Voyons plus près de nous. Au prin­temps 2012, c’est une orga­ni­sa­tion, l’ASSÉ, très avan­cée dans le renou­vel­le­ment des méthodes de fonc­tion­ne­ment et très sou­cieuse de pra­ti­quer un style démo­cra­tique très pointu, qui a mené la lutte. Je dis « mené », car c’est ainsi que cela se pas­sait. Il y avait dans l’ASSÉ une direc­tion, par­fois contes­tée d’ailleurs, et où les déci­sions étaient prises, sou­vent contre les adeptes d’une démo­cra­tie directe abso­lue. Par la suite, l’ASSÉ a eu l’intelligence de faire de puis­santes alliances avec d’autres mou­ve­ments, syn­di­caux et éco­lo­gistes notam­ment. C’est cela qui a assuré le succès du mou­ve­ment.

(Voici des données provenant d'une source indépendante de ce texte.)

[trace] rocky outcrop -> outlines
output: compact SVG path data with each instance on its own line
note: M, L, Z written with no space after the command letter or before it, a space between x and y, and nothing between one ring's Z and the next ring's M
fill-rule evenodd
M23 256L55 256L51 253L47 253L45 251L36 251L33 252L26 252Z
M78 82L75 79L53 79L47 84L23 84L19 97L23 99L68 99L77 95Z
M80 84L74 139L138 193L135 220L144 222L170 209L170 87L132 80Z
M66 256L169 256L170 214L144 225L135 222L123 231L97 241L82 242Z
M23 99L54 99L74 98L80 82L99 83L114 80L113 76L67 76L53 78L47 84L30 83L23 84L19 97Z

Je ter­mine en reve­nant au FSM. Il est bien de consta­ter cette mobi­li­sa­tion citoyenne qui se vit et se pro­clame sans attache orga­ni­sa­tion­nelle, dans une démo­cra­tie directe au jour le jour. Par ailleurs, l’idée et la pra­tique du Forum, c’est plus large que cela. Le Forum ne peut pas fonc­tion­ner avec une pensée unique. Et donc, la place des mou­ve­ments doit rester très impor­tante, sans par ailleurs que cela ne se vive dans une rela­tion de conflic­tua­lité. Autant que pos­sible, les deux cultures doivent conver­ger dans un esprit où on veut aussi apprendre et écou­ter. Pour que le Forum soit un plein succès, la citoyen­neté doit être au rendez-vous. Et aussi les mou­ve­ments orga­ni­sés, pour qu’ils inter­viennent, qu’ils éla­borent des stra­té­gies, qu’ils se nour­rissent de la culture mili­tante citoyenne et qu’à rebours, cette culture se nour­risse des mou­ve­ments.

On verra dans les pro­chaines semaines com­ment l’organisation du Forum va gérer tout cela.